Zapytaliśmy Norwegów, czy dziś wciąż ich to interesuje. Zaprzeczają.
- Jeśli chodzi o poszukiwanie i wydobycie gazu, priorytetem dla Equinora są obszary geograficzne inne niż Polska – odpowiedział Magnus Frantzen Eidsvold z biura prasowego Equinora.
Pisaliśmy też, że jest w Polsce pomysł, by w rozmowach gazowych z Norwegami wykorzystać argument o możliwość inwestowania w farmy wiatrowe na polskiej części Bałtyku. Taki as w rękawie miałby pomóc przekonać Equinora do sprzedania dodatkowej ilości gazu właśnie Polsce, a nie szeregowi innych chętnych państw, które też chcą odejść od kupowania gazu z Rosji.

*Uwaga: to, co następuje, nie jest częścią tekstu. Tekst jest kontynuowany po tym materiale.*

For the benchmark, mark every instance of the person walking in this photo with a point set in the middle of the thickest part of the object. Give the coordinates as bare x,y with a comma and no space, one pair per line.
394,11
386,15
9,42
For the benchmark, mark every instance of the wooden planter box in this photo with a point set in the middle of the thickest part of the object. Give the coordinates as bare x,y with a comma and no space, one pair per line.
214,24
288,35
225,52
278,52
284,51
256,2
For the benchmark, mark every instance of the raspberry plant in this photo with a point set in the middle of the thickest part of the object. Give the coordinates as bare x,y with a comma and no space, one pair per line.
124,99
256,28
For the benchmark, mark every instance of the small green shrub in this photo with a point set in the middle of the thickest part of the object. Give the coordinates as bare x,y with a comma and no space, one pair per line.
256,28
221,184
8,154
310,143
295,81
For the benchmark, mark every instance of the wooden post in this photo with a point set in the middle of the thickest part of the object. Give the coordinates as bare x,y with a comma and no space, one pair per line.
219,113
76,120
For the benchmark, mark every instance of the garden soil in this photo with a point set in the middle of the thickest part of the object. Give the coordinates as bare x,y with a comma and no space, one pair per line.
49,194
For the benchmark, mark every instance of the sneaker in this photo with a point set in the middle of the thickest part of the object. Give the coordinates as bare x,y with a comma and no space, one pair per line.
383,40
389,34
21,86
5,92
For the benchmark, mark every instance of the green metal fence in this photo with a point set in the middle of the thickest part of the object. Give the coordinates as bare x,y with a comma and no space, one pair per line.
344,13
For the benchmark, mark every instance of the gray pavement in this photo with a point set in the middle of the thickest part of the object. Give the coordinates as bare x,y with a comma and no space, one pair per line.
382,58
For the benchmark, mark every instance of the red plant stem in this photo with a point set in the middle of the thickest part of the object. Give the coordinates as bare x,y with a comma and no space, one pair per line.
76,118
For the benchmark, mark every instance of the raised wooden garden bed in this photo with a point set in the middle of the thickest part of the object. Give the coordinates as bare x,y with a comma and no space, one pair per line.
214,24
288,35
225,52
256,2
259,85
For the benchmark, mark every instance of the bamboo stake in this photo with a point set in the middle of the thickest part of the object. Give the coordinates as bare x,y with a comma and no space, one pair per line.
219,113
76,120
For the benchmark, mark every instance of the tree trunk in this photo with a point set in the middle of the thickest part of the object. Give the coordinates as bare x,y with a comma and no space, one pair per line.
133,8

- Equinor nie komentuje spekulacji – tak na pytanie o polską strategię handlową odpowiedział Magnus Frantzen Eidsvold.
Rozmowy z Norwegami mają kluczowe znaczenie, od kiedy Rosja wstrzymała dostawy gazu do Polski i do czterech innych krajów Europy, a innym je ograniczyła. Chętnych na norweski gaz jest wielu, a możliwości wydobycia i przesyłu są ograniczone.